More on the 'cladistics' of sequences
pierre.deleporte at UNIV-RENNES1.FR
Mon Jun 7 13:58:47 CDT 2004
A 18:34 06/06/2004 -1100, John Grehan wrote :
>I did not say character states are determined in the absence of knowledge
>of phylogenetic relationships! To the contrary, I am always referring to
>evaluation of each character with respect to an outgroup before the analsis.
And you now know that this is exactly what programs do when they perform
cladistic analysis of molecular data like for any other data. I know that
you know that. Via the outgroup criterion, each and every molecular
character state (i.e. a given base at a given site in aligned sequences)
has an a priori polarization in putative plesio-apomorphy (for each and
every character = site).
And you also know that there is nothing like "rooting after the analysis",
or "rooting during the analysis", because you know that one can perform the
analysis the following way and get exactly the same result:
- first, root optimally all possible topologies according to the data and
- second, pick out the optimal topology (maximizing homology).
You'll get exactly the same result than with applying the following procedure:
- first, pick out the optimal unrooted topology (maximizing homology)
- second, root it optimally using the outgroup criterion.
And you also know that the program begins with discarding cladistically
non-informative characters. This is the first thing it does. Thus, only
cladistically putatively informative characters remain in the analysis,
i.e. characters with putative plesiomorphic state and apomorphic ones. The
data matix is effectively reduced to these characters, and they are not
treated phenetically (i.e. grouping otaxa on the basis of overall
similarity). And only apomorphies play a role for polarizing the tree :
this is what optimal outgroup rooting does.
Hence, all outgroup-polarized molecular characters are "cladistic" in your
(very peculiar) acception of the term, i.e. they are individually,
putatively polarized a priori, via the outgroup criterion, and the analysis
is performed the classic cladistic way for molecules just like for
morphology.
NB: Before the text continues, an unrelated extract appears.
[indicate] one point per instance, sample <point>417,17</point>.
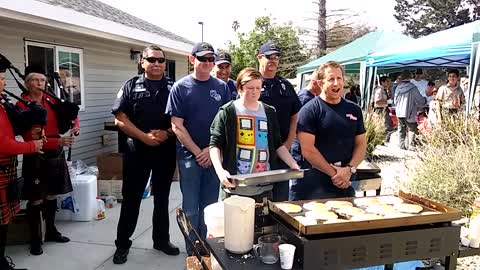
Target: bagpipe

Same criteria, same procedures.
Of course Hennig did not use a computer, and did not apply systematically
(via an algorithm) his "auxiliary principle" of preferring interpretation
in terms of homology rather than homoplasy (what is implemented through the
"congruence criterion" for choosing the optimal unrooted topology).
But this doesn't make modern cladistics "non-hennigian" in this respect,
and molecularists "know" their ingroups and outgroups just like the
morphologists do, no more no less, and they face the same problems in this
respect (possible problem of multiple rooting for multiple outgroups, whose
solution consist in enlarging the phylogenetic scope of the analysis and
using more data), and I still cannot understand why you persist in taxing
molecular cladistic phylogeny of being non-cladistic.
>One can document each character for the outgroup and ingroup. By this
>documentation it is possible for each character to be independently
>verified or refuted by another individual
This you can do, exactly this, with molecular data as treated by modern
programs. Just try it, as I suggested you repeatedly. But apparently you
don't try... Why don't you try and verify by yourself that this is all the
same approach? Same logic giving same result?
I admit that the fact that everybody tells you the same thing will not
change your mind the slightest way, for it's quite imaginable that the
whole community of specialists of morphological and molecular cladistic
analysis on earth is wrong and you are right. Science is not a democraty.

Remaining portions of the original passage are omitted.